Much is made of our ethnic diversity, especially around elections, but how much do we truly know about our cultural heritage? At Kenya Yetu, we love that there is such a rich mix of people standing together as Kenyans. If we were all the same, perhaps Kenya wouldn’t have such a vibrant, creative and cosmopolitan outlook? But we wanted to explore our heritage a little deeper (without enduring an anthropology lesson!), so we asked Ngwatilo Mawiyoo to uncover some of the subtler details of our rich cultural story…
I went to a decent primary school and a decent high school. I paid attention in class. Mostly, anyway. I certainly paid attention in GHC and later history. (For the young’uns, GHC was short for Geography, History and Civics – the substance behind the shadow now called Social Studies – back when we used to fuata Nyayo.) [Obligatory jibe, done.] But for all its boons, it seems a lot of things were left out of the chapter on the peopling of Kenya – beginning, of course, with the fact that ‘tribe’ is an unfortunate word. So humour me: let’s play ‘Did you know?’ as we explore our rich cultural diversity…
How diverse are we?
The idea that there are 42 ethnic groups in Kenya is colonial and erroneous. Let’s get that out of the way. Pretty much everyone in the business of exploring the issue agrees on this. But academic disagreements on what a more accurate approximation might be prevent any corrections from taking place. My anthropologist friend at the National Museums of Kenya has her money on the number being well into the 50s, before we even get to the ‘Kenyan Americans’ that we counted in the last census (along with the regular Americans). Perhaps our esteemed anthropologists are suggesting, in their failure to agree, that the actual number of ethnic groups that call Kenya home is unimportant.

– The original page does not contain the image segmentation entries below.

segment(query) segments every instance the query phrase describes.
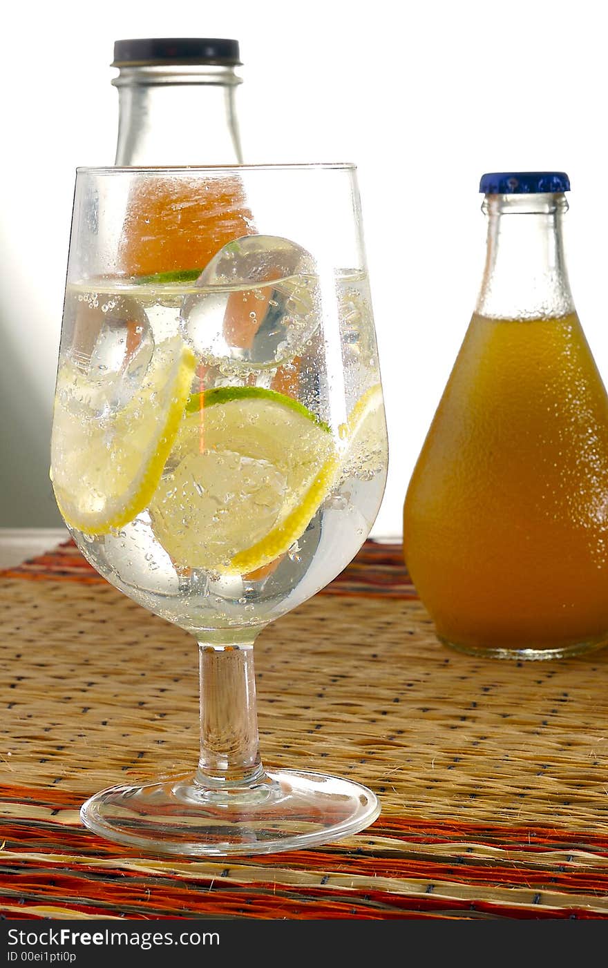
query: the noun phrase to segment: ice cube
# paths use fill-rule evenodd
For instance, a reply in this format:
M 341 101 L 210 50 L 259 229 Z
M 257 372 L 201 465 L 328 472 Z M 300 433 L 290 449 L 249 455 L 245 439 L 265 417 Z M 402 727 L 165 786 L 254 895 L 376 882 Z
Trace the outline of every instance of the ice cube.
M 141 386 L 154 338 L 141 306 L 129 296 L 68 292 L 64 333 L 69 341 L 60 391 L 71 408 L 106 415 Z
M 315 260 L 278 235 L 228 242 L 196 286 L 200 292 L 182 305 L 182 335 L 199 357 L 227 374 L 289 363 L 319 325 Z

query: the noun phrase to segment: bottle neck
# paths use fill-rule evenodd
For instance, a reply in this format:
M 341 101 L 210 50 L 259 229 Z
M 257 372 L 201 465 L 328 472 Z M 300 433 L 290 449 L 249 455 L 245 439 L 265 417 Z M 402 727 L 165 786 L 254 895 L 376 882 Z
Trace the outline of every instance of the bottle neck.
M 123 67 L 115 165 L 241 165 L 232 67 Z
M 574 312 L 562 234 L 567 210 L 562 193 L 485 197 L 487 254 L 476 313 L 534 319 Z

Let’s also remember that some of us come from traditions that advise us to miscount our children, lest evil spirits use this information to attack them. Thus it would appear that 42 is a number that (for the moment) protects us all, the named and the unnamed.
We are all one
In spite of our attempts to ignore, our failure to understand or our refusal to attend to the issues of our warring Cushite neighbours to the north, most of us probably carry the blood and genes of their ancestors. True story. Not only that, they’ve influenced many of our ‘traditional’ lifestyles.
To the Maasai and others, they gave the practice of bleeding cattle for nourishment. They also gave pretty much all of us the idea that domestic animals could be milked. Through both practices, the animal was spared until a later time when there could be no alternative to its meat.
To all of us, save the Luo and the Turkana (at least), they gave circumcision. Cushites were also the original Age Set bearers: absolutely no peoples of Kenya who have age sets in their culture got them from anywhere else. How did they manage this? Obviously Southern Cushites were the hotness. Bantus and Nilotes alike married them, absorbed them; heck, even the hunter-gatherer folks they found here way back then (we’re talking 5,000 years ago) couldn’t keep their bee-hive coaxing hands off of them!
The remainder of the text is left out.